Four more questions to ask your web developer

web developmentFollowing from our first set of questions to ask your developer when building your ecommerce site, here are four more essential questions to guarantee that your site will be a success.

By Jason Hesse

1. Will the site be mobile ready?

Check that your ecommerce website will be compatible with mobile devices. This doesn’t mean that your developer has to design an app or even a mobile site – just that it’s fully accessible from smartphones and iPads.

Mobile commerce is a huge market in the ecommerce space. Users should be able to access your site from their mobile device without running into trouble.

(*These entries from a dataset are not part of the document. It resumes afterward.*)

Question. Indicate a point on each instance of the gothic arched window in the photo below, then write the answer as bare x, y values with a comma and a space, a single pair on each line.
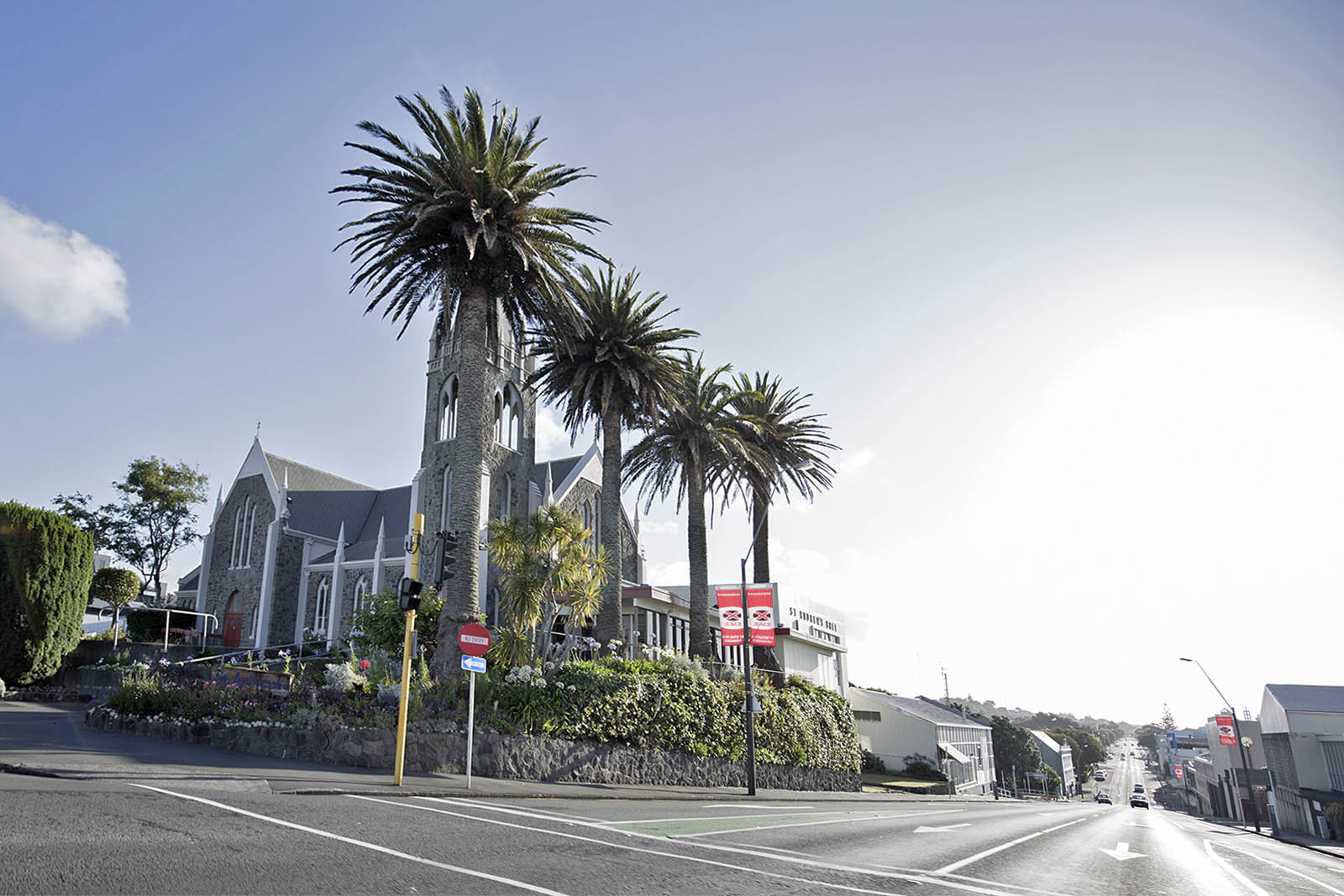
448, 410
448, 499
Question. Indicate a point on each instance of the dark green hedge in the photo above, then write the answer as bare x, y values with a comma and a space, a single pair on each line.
46, 566
659, 705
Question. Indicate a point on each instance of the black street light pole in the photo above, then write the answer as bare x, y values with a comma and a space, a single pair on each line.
1241, 747
746, 665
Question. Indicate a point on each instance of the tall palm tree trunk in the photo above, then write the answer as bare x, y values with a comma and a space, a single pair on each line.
764, 658
609, 526
702, 645
761, 528
475, 409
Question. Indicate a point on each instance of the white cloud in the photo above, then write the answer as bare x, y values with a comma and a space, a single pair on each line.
847, 463
551, 438
665, 527
57, 280
676, 573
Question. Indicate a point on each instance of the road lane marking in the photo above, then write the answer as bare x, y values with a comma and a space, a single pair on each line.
1003, 846
796, 824
1121, 852
914, 876
1243, 879
1321, 884
328, 835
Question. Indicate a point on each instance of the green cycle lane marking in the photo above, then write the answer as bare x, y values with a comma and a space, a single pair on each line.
722, 825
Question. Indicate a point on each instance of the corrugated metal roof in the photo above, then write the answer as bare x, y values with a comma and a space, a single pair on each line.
1310, 698
924, 708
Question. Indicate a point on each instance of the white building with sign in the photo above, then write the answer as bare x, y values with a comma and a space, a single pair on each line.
906, 730
810, 637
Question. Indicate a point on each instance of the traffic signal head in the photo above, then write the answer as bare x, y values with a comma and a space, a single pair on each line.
409, 594
444, 557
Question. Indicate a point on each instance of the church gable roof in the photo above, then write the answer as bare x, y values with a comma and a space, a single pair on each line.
309, 479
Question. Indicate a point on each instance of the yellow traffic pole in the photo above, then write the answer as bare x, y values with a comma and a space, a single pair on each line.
407, 658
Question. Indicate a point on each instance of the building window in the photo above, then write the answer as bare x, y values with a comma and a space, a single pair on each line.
448, 410
252, 530
239, 535
322, 613
1335, 762
448, 499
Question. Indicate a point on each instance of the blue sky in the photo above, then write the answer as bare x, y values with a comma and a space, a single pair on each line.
1065, 278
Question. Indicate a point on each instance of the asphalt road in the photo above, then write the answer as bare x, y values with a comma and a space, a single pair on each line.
60, 836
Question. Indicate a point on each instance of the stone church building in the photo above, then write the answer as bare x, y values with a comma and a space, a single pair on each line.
293, 551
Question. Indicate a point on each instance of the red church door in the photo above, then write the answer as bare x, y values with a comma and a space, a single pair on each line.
233, 621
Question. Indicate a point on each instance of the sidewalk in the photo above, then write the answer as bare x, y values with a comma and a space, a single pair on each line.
51, 739
1328, 846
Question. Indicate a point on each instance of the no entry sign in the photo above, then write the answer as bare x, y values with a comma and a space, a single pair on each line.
475, 640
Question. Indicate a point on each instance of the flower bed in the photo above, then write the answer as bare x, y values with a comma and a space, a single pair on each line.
601, 710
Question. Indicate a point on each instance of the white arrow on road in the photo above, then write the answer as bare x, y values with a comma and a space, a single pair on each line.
1121, 852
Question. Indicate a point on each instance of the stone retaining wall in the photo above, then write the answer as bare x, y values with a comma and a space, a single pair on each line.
496, 755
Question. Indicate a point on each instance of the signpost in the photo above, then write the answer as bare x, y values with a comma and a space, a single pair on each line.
409, 602
475, 641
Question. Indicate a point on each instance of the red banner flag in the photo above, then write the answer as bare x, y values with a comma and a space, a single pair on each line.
730, 616
761, 616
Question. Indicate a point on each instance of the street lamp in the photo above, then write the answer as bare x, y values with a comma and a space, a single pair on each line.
746, 647
1241, 747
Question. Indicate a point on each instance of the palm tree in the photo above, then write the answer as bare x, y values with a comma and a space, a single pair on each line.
790, 456
609, 363
459, 224
548, 567
692, 446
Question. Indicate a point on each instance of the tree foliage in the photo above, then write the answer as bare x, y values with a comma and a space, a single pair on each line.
1014, 747
381, 624
46, 567
612, 363
152, 519
460, 223
548, 570
155, 516
116, 587
1085, 746
464, 211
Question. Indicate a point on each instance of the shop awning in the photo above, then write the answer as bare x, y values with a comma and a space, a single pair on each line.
952, 752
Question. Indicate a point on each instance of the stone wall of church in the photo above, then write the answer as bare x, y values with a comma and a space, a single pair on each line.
591, 493
245, 579
289, 563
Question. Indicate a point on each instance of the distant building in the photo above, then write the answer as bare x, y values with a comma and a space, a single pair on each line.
1303, 728
906, 730
1058, 757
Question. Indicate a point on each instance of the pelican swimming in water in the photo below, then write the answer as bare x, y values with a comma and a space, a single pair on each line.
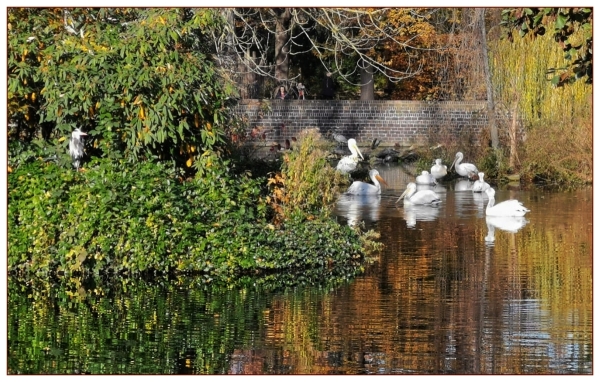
439, 170
510, 207
362, 188
412, 196
426, 178
480, 185
464, 169
348, 163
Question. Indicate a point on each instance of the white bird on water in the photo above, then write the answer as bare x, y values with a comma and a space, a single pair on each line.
468, 170
348, 163
510, 207
480, 185
76, 147
412, 196
426, 178
362, 188
439, 170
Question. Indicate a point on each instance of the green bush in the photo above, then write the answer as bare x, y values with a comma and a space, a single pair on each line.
138, 80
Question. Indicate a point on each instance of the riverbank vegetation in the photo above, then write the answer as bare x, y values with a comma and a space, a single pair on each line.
166, 187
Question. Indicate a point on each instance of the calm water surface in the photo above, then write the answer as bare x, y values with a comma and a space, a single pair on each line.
451, 293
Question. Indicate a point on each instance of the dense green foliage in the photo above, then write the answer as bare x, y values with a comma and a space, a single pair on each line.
139, 81
564, 24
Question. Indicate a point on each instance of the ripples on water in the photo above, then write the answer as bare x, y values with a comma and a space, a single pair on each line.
453, 292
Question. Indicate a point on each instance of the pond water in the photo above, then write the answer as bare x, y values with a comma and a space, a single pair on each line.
451, 293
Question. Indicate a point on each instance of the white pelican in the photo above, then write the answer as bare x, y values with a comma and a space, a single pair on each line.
76, 147
506, 208
348, 163
412, 196
362, 188
480, 185
438, 170
426, 178
464, 169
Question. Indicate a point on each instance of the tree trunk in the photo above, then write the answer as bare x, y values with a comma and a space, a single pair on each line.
282, 36
491, 109
367, 86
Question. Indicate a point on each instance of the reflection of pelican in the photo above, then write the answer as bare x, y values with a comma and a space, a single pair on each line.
359, 208
438, 170
425, 178
412, 196
463, 185
480, 185
414, 213
468, 170
362, 188
506, 223
506, 208
348, 163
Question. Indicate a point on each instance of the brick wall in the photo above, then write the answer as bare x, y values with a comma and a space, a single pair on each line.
402, 122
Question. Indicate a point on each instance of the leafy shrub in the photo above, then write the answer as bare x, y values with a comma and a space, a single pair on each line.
119, 218
138, 80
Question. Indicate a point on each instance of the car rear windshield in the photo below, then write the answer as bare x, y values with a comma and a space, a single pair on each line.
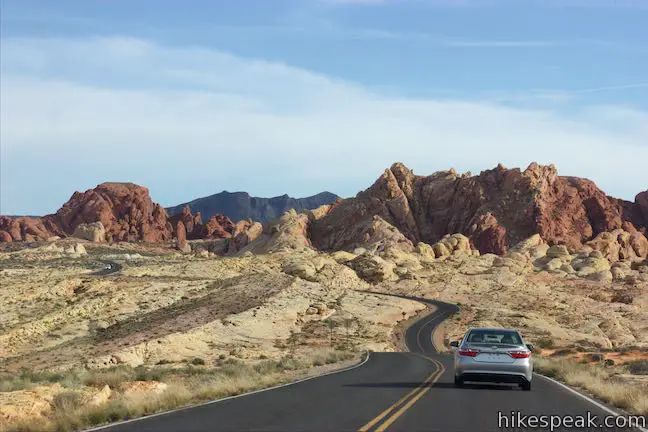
502, 337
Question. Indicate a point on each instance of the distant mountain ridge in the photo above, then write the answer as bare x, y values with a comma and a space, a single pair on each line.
240, 205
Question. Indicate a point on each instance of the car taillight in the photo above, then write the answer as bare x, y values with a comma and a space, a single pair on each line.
520, 354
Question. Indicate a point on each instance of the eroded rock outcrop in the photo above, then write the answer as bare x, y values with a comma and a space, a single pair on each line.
28, 229
94, 232
124, 209
495, 209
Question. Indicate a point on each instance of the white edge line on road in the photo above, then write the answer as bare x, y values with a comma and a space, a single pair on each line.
587, 398
230, 397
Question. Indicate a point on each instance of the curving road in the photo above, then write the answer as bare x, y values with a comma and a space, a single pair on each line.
389, 391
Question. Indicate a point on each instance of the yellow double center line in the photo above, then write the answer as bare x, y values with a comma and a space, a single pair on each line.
406, 402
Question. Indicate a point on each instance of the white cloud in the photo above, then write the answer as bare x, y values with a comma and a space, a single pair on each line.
189, 121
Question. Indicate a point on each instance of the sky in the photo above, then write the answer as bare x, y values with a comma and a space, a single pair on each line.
300, 96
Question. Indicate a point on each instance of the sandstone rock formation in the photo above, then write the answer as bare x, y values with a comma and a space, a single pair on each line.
495, 209
192, 223
181, 237
27, 229
288, 233
242, 206
94, 232
125, 210
620, 245
372, 268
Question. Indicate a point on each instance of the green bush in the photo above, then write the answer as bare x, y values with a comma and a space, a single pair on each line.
545, 342
198, 362
638, 367
111, 377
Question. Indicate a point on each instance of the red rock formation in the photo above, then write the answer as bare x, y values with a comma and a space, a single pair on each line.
181, 237
219, 227
641, 208
125, 209
496, 208
193, 223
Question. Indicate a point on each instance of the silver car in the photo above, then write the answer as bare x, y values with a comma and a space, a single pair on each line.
493, 355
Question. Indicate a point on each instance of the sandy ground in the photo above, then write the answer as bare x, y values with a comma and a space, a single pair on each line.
167, 308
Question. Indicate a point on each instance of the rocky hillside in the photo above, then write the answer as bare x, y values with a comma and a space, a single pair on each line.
240, 205
495, 209
113, 212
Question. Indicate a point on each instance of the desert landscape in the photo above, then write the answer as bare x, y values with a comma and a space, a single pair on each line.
113, 310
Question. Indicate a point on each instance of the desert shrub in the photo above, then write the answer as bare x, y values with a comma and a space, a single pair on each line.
143, 373
544, 342
563, 352
110, 412
638, 367
67, 401
598, 381
330, 356
267, 367
291, 363
111, 377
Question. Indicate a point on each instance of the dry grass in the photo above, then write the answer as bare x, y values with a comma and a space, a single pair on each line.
185, 387
598, 381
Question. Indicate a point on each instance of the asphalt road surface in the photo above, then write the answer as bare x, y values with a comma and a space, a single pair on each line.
390, 391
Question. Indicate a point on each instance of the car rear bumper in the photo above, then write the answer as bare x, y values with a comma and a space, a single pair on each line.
494, 377
470, 370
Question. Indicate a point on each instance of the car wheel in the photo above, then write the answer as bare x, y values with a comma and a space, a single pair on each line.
458, 382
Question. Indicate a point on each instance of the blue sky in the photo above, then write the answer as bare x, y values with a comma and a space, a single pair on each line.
272, 97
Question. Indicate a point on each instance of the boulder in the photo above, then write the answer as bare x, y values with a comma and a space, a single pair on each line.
181, 238
124, 209
342, 257
495, 209
558, 251
372, 268
302, 268
94, 232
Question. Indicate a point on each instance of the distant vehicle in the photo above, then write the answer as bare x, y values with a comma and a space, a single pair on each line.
493, 355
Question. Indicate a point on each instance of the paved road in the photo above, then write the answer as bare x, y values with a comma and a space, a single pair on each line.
390, 391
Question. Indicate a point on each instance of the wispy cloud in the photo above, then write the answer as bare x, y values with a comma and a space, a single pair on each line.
79, 112
625, 4
500, 43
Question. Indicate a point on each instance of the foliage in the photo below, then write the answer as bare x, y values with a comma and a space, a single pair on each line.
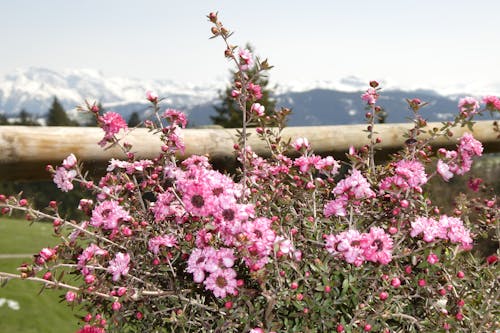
32, 316
291, 244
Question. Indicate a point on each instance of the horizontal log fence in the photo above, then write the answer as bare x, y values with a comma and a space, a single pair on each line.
25, 151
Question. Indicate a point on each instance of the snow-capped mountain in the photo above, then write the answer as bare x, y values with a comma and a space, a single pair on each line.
316, 103
34, 89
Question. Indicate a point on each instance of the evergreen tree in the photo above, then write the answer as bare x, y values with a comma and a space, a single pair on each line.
57, 115
133, 120
228, 111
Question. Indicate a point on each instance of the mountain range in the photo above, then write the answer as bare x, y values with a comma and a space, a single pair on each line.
324, 103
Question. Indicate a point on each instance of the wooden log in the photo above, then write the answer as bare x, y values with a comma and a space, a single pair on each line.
25, 151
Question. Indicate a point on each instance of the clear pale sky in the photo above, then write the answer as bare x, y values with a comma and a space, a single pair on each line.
416, 43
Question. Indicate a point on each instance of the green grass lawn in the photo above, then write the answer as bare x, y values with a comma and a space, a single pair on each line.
37, 312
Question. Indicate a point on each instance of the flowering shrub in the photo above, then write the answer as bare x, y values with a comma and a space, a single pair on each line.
295, 242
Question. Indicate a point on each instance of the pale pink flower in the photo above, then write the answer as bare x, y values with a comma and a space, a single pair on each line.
63, 179
108, 214
377, 246
254, 90
469, 146
492, 103
222, 282
336, 207
355, 186
69, 162
152, 96
47, 253
111, 123
119, 266
300, 143
201, 261
328, 165
257, 109
155, 243
348, 245
444, 170
70, 296
89, 253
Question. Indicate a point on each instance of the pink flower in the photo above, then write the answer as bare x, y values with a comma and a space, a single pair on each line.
155, 243
222, 282
111, 123
108, 214
69, 162
432, 258
64, 178
492, 103
300, 143
347, 244
444, 170
336, 207
91, 329
469, 146
377, 246
119, 266
355, 186
88, 254
246, 60
370, 96
254, 90
152, 96
201, 261
70, 296
257, 109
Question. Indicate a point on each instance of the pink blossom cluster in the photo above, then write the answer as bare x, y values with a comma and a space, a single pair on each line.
459, 162
155, 243
356, 248
446, 228
109, 215
355, 187
492, 103
221, 279
111, 123
327, 165
407, 175
130, 167
65, 174
370, 96
89, 255
119, 266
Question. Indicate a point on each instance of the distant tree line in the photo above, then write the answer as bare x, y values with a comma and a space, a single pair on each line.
57, 116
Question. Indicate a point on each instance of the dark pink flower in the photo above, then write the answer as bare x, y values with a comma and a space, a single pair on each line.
377, 246
222, 282
155, 243
119, 266
108, 214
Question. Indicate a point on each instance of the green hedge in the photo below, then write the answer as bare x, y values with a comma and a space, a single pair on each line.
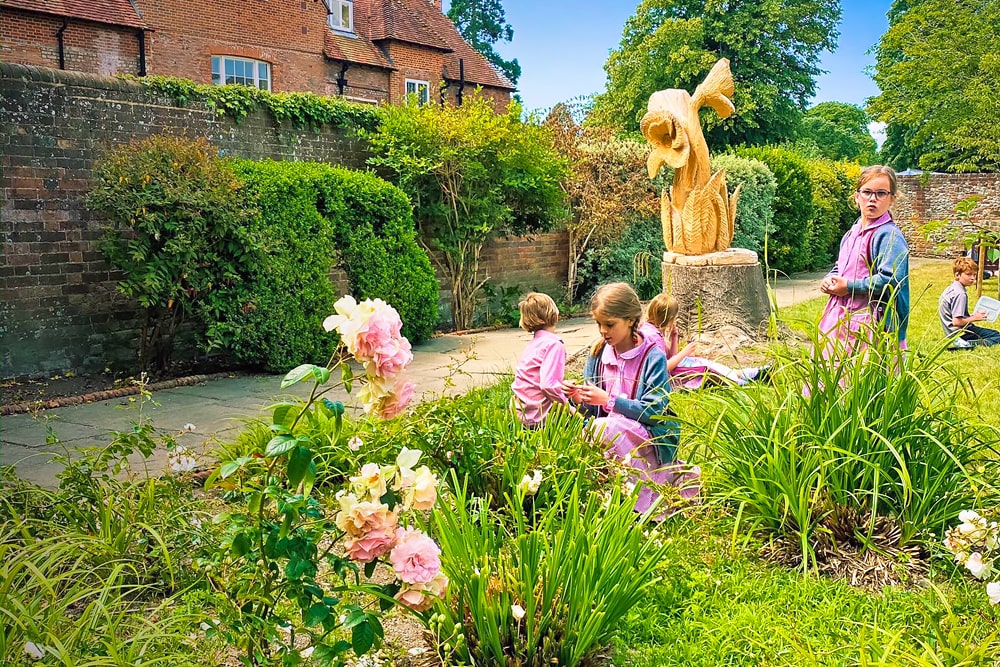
307, 212
789, 245
755, 210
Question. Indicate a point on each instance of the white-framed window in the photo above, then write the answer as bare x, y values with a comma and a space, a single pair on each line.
242, 71
341, 15
422, 90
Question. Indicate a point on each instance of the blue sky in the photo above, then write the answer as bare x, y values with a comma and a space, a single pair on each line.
562, 46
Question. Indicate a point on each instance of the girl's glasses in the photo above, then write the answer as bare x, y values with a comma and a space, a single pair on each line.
878, 194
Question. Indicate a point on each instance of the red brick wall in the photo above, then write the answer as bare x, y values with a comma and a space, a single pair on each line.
927, 197
58, 305
87, 47
288, 34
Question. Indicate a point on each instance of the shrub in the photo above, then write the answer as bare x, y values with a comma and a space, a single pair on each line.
473, 176
833, 212
308, 212
870, 450
173, 214
788, 245
634, 257
273, 318
755, 210
378, 248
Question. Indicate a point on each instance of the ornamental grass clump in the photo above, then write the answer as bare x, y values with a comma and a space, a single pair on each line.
852, 451
549, 589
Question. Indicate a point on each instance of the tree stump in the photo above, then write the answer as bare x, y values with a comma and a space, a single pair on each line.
718, 289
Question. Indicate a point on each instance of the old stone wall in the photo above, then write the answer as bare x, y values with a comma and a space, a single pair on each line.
58, 306
926, 197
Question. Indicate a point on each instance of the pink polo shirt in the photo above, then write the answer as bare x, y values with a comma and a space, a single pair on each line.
538, 377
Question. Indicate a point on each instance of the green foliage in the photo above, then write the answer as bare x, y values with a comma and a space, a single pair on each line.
173, 216
473, 176
788, 246
840, 131
936, 68
482, 23
275, 561
378, 248
273, 318
633, 257
850, 445
302, 109
573, 572
773, 50
755, 209
833, 210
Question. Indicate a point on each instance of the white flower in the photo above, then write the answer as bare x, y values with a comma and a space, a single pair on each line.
968, 516
181, 460
993, 591
979, 568
34, 651
529, 485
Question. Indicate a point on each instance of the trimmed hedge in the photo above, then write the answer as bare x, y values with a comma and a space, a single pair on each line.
788, 247
307, 213
755, 209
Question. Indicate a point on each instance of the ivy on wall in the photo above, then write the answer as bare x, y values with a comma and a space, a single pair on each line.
302, 109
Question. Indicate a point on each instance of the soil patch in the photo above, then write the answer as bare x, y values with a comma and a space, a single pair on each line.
27, 394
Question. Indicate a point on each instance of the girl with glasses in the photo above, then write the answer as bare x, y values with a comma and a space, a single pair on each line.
870, 284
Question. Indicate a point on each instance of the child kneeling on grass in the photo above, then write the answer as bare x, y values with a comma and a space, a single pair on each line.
627, 393
953, 309
539, 374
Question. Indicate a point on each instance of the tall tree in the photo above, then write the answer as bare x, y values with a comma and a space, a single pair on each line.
840, 131
773, 47
937, 68
483, 23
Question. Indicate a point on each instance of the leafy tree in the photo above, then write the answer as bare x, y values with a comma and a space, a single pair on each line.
607, 186
840, 131
483, 23
773, 47
937, 67
473, 176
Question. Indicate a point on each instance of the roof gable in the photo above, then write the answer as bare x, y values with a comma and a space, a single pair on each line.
112, 12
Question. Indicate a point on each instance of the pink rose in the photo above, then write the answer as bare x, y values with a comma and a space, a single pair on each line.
370, 546
396, 401
415, 558
420, 598
357, 519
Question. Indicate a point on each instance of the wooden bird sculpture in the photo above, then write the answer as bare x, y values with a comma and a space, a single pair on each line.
698, 214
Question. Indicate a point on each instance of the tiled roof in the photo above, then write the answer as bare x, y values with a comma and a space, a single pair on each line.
344, 48
478, 70
113, 12
403, 21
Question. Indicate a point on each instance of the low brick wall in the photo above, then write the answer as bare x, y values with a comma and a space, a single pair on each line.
58, 305
927, 197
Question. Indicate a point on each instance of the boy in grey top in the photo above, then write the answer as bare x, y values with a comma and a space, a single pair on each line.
953, 309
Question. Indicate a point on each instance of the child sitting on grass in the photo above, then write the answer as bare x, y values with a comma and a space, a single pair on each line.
538, 377
953, 309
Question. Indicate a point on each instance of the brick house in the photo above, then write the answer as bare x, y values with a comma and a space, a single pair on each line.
364, 50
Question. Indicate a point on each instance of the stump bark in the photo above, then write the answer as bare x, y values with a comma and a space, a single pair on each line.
711, 296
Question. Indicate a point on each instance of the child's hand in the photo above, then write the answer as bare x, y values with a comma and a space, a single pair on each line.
572, 390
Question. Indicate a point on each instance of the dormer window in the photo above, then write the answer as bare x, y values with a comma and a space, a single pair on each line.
341, 15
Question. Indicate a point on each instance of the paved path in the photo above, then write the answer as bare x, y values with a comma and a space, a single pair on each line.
444, 364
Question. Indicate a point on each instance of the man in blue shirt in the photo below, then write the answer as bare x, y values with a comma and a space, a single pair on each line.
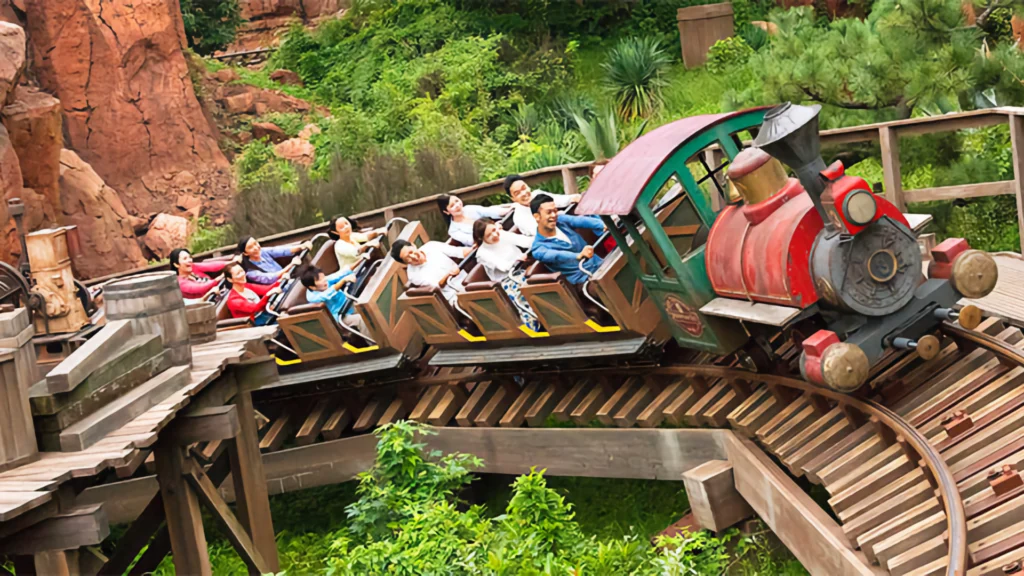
558, 245
260, 263
330, 291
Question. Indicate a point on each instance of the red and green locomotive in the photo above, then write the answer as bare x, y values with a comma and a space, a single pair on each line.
755, 252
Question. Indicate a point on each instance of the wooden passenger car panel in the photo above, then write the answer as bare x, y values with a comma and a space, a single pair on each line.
493, 313
557, 307
433, 318
313, 334
378, 304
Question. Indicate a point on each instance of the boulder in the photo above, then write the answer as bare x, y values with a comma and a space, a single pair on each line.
225, 75
268, 130
286, 77
34, 122
11, 57
297, 151
166, 233
239, 104
10, 186
105, 232
130, 108
308, 130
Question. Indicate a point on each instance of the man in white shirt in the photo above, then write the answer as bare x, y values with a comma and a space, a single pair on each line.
521, 195
431, 265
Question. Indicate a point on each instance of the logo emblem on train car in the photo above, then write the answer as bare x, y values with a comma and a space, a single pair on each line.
683, 316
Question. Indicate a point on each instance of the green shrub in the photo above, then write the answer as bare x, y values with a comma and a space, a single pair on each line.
727, 53
210, 25
634, 74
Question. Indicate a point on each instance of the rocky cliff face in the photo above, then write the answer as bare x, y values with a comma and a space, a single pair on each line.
56, 187
130, 110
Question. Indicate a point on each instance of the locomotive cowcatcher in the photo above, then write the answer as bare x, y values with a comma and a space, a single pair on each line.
818, 256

Not convinced? By the end of the year, mobile internet users will exceed desktop users globally, and an estimated 3.5 billion people will use their mobiles to access the internet by 2015.

2. Is the website compliant with the Disability Discrimination Act (DDA)?

As an ecommerce website, you are legally bound to make sure that your website is fully accessible to everyone, including disabled people. A disabled person could make a discrimination case against you if your website is unreasonably difficult to access.

Making the site DDA compliant includes making all functionality available from a keyboard and ensuring you do not design content in a way that is known to cause seizures. This is very important, which too many smaller ecommerce websites ignore.

3. Do you code to standards?

There are levels of compliance that your website should meet. It’s best practice, for example, for your site to meet World Wide Web Consortium standards (known as W3C) for HTML and CSS.

This means that your website is built using standard web building blocks. This will help to future-proof your website and make it accessible on all browsers. If you’re not building to the latest standards, don’t expect your site to look good on future browsers.

It’s an easy win if you pay attention to it.

4. How will the site be hosted?

If the developer offers to host your ecommerce site as part of a package deal, find out specifics: how often will the site be backed up? How resilient will the servers be to failure? How scalable are the servers? What are the maximum data levels?

You need to know the details. Most hosting packages guarantee a 99.9 per cent uptime, and backups should be daily if you have regularly changing data on your site (which is usually the case with ecommerce platforms).